To what does Custer attribute the staying power of private brands? He identifies three design principles that retailers are applying to not only help consumers save money, but also find value and build attachment to these products.

• The brand is linked holistically by a set of design principles. However, a clear organization and design system is not overtly apparent.

• The design strategy is flexible. The brand differentiates across an architecture system to be visually appropriate for each product grouping or tier. This approach helps create a clear organization among the brand’s individual product offerings while also still appearing to be visually holistic.

• The design strategy is consistent. It enables the brand to carry the same look across all products and categories for a more consistent appearance and feel.

These three principles define the emergence of what Custer describes as private brands—more sophisticated evolutions of traditional private-label products. Private brands—one example is Target’s Archer Farms ready-to-eat cereal—appear to be national brands because they don’t carry a retailer’s logo or other information that readily ties them to the store, as private-label products do. Private brands may equal or exceed the retail price of national brands. As such, they carry a higher perceived value to the consumer than private-label offerings, which are the lower-price alternative to national brands—but which also are displaying better package design in their own right.

And because retailers understand their specific shoppers better than national brands, their own brands are becoming innovative leaders in areas that have an impact on consumers’ lives.

It’s all about driving value. In outlining what’s driving private brands’ success during an October presentation at Pack Expo Las Vegas, Custer emphasized to an audience that “price is your way in, but value has endless definitions.”

A future in ‘Simplistic Slowdown?’

Valerie Jacobs has a different slant on value and how it could affect retailers’ brands. Jacobs, a forecaster at LPK Trends, notes a shift in consumers’ values and how they think of those values. Though she acknowledges that the steady strengthening of store brands predates the recession, she also believes that retailers have reached a critical crossroads, saying, “If they don’t stand out by standing for something, some consumers will switch back to national brands, and retailers will have lost this golden window of opportunity.”

She has identified a social-cultural movement she defines as “Simplistic Slowdown,” in which consumers are beginning to slow down their lifestyles, find fulfillment in each other, and redefine what is truly worthwhile. Jacobs believes this trend could propel store brands as retailers define what the simplicity movement means for their shoppers and introduce packaged products that reflect their own unique positioning.
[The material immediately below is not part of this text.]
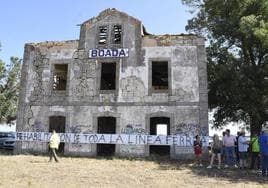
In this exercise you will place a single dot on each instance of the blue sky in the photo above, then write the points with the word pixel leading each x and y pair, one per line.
pixel 24 21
Brands such as the BORBA line of beauty products sold at Sephora shops fit this movement toward improved health and wellness.

“We don’t see a return to old spending values,” Jacobs says. “This is a long-term impact. People are going to be more focused on taking care of things they already own, and extending the life of what they already have. This might allow retailers to drive traffic to their own brands in multiple categories by inducing trial.”

Market-segmenting strategies

So how should national brands study what’s happening with store brands? They should be able to identify and understand three basic segmenting strategies that retailers have embraced as the foundation for their marketing strategies encompassing both traditional private-label products and increasingly, at a higher level, private brands.

One strategy is the traditional private-label approach. An example is Walgreens’ brand of cough syrup. The packaging closely resembles that of a leading national brand. But those interviewed for this article warn it would be an egregious error for national brands to think this approach continues as a main driver of private-label thinking. Many retailers are introducing multitiered approaches in which a product in “me-too” packaging targets one segment of a category. At the other end of the category, in separate packaging, a “better” or “best” quality product engages a different segment of the category.

A second strategy is what Custer defines as “value innovator” brands. These are a store’s proprietary brands, and Custer explains that they play a specific role by offering the best price-performance ratio. This strategy has the objectives of providing the best value, building customer loyalty, and generating word-of-mouth interest. Value innovator brands, he adds, offer either lower price and equal quality or equal price and higher quality to national brands.